2. You set out to try to establish that per-capita comparisons are incorrect. Your passage says - First, the externality associated with greenhouse gas emissions relates to the total amount added to the atmosphere, not to the amount emitted per capita. A given quantum of CO2E emissions does an equal amount of global harm, regardless of whether it is produced by 2 over-fed Americans or Europeans or by 100 under-fed Indians. Those who bang on about per capita emissions appear not to understand the ‘technology’ of the global environmental externality created by CO2E emissions.From here on you draw the conclusion that per-capita emissions are an inaccurate measure.
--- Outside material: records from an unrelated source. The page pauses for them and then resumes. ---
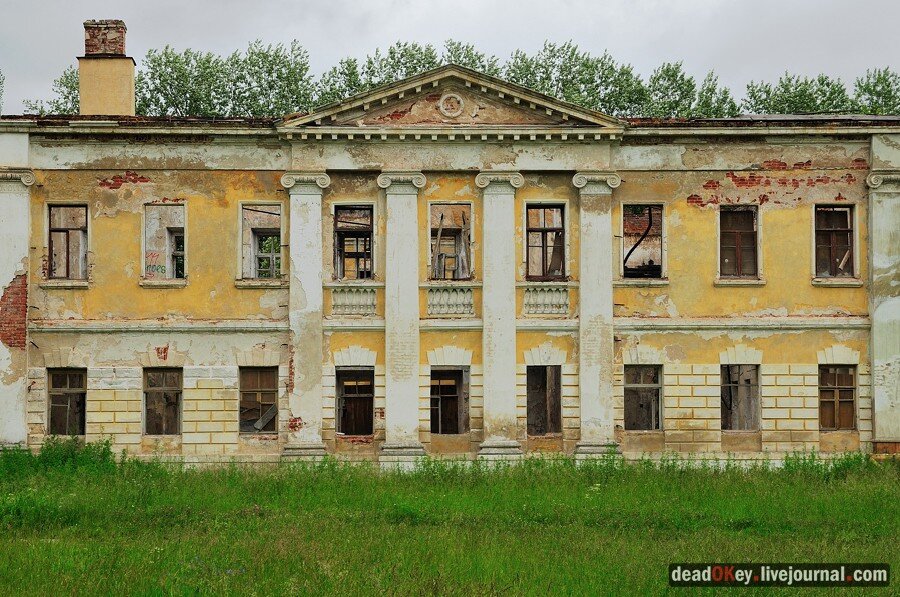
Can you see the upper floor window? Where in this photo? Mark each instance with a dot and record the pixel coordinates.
(164, 248)
(643, 241)
(68, 242)
(450, 225)
(261, 241)
(546, 242)
(737, 242)
(834, 241)
(353, 242)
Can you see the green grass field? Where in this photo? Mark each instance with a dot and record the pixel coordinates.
(75, 521)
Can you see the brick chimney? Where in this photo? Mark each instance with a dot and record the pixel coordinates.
(105, 73)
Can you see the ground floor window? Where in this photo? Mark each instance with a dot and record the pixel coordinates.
(642, 397)
(355, 401)
(544, 406)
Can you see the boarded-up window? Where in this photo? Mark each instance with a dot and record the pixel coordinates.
(642, 234)
(737, 247)
(740, 397)
(642, 396)
(546, 242)
(164, 249)
(162, 401)
(259, 399)
(353, 242)
(834, 241)
(68, 242)
(67, 396)
(261, 241)
(544, 394)
(450, 226)
(837, 397)
(355, 401)
(449, 401)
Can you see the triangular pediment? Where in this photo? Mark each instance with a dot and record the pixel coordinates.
(452, 96)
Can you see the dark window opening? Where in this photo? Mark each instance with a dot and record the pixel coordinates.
(642, 232)
(642, 397)
(162, 401)
(544, 393)
(837, 397)
(259, 400)
(67, 394)
(546, 243)
(740, 397)
(834, 242)
(355, 401)
(737, 246)
(353, 243)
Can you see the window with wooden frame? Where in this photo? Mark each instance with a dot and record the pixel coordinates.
(259, 399)
(546, 242)
(544, 399)
(837, 397)
(353, 227)
(642, 240)
(449, 401)
(738, 242)
(355, 401)
(450, 237)
(162, 401)
(834, 241)
(643, 394)
(68, 242)
(740, 397)
(67, 395)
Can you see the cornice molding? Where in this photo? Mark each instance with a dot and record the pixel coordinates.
(386, 179)
(485, 179)
(26, 177)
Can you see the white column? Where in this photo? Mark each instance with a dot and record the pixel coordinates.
(884, 299)
(14, 230)
(305, 311)
(401, 315)
(595, 314)
(499, 314)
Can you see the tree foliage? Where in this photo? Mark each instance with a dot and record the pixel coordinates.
(273, 80)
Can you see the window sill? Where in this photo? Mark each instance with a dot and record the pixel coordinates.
(641, 282)
(838, 282)
(64, 284)
(260, 283)
(739, 282)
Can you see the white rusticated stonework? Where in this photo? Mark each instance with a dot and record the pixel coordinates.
(499, 332)
(401, 316)
(305, 312)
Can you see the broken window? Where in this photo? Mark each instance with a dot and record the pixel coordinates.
(837, 397)
(68, 242)
(740, 397)
(355, 401)
(162, 401)
(737, 242)
(261, 241)
(642, 234)
(834, 241)
(642, 396)
(450, 225)
(546, 243)
(164, 254)
(353, 242)
(68, 392)
(449, 401)
(259, 399)
(544, 404)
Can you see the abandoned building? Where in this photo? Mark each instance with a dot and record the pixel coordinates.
(450, 265)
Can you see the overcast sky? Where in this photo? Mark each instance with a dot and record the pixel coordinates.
(741, 40)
It is undeniable that overall emissions matter to the world's well-being and per-capita is but a diversion. But when on the issue of determining how we can morally justify how much EACH country can pollute, per-capita measure is perhaps as good as any other. Would the world stop writing articles on global warming if India were broken down into 30 smaller countries, each not being big enough to be part of your global 20?

3. When you start your argument, you get in your disclaimers early; and further hedge your positions well by citing the precautionary principle. I guess George Bush's justification for the Iraq war could have been constructed on similar grounds. 1) Weapons of Mass destruction are a bad thing 2) Human-made WMD are capable of destroying the world (and very quickly) 3) That WMD can be created by some dictator-run state is a reality. Invoking the precautionary principle, one should attack everyone in sight. The green-mongers have succeeded in depicting anyone debating climate-models as someone who is out to destroy this world.

The debate on how much we need to do is very crucial to the debate on who has to do what? In the current setting, the way you have put things, it appears as if the OECD countries have woken up to the threat posed by global warming, have taken a lead in cleaning the act for the world and given the time constraint everyone (read NBPs) has to chip in. An alternate interpretation could be, the OECDs have had their fun, now that they are losing out, they are throwing the toys out of the pram. The NBPs perhaps have this view.

OECD carrying the moral high-ground on the global warming debate. Now, that is hilarious.

In case it was not obvious, I am from one of the NBPs that you have mentioned. And although I am sceptical of the climate models (from a scientific point of view), I agree to the premise that the entire world must pull together to reduce emissions. I also agree that India and China should do more to reduce emissions. What I disagree with (and vehemently) is that the OECD countries should be pontificating on moral high ground.

My stand on this global warming debate is straightforward. India should fight tooth and nail against any restrictions, be it on geopolitical or moral grounds. I belong to the Henry Kissinger school of thought - His guiding philosophy was that foreign policy should serve the national interest.

On the more global issue of global warming, I think the debate should cover the grounds on which scientists are claiming that the world is heating rapidly. Invoking the precautionary principle in defence of going green is unacceptable in a world full of vested interests. As a student of science, I am inclined to give credence to scientists' claim that the globe might be warming. On the same basis, I think there should be room for healthy scepticism for the scientists and their models.
The world is already reeling under the impact of one group of self-appointed geniuses believing the infallibility of their models; we can ill-afford another screw up like this. Let us by all means reduce CO2 emissions; but let the freedom to question these models not disappear either.

After all, it was only 35 years ago when the world was damn scared of the Ice age; and even these scientists will tell you that climate changes will take a century to take shape.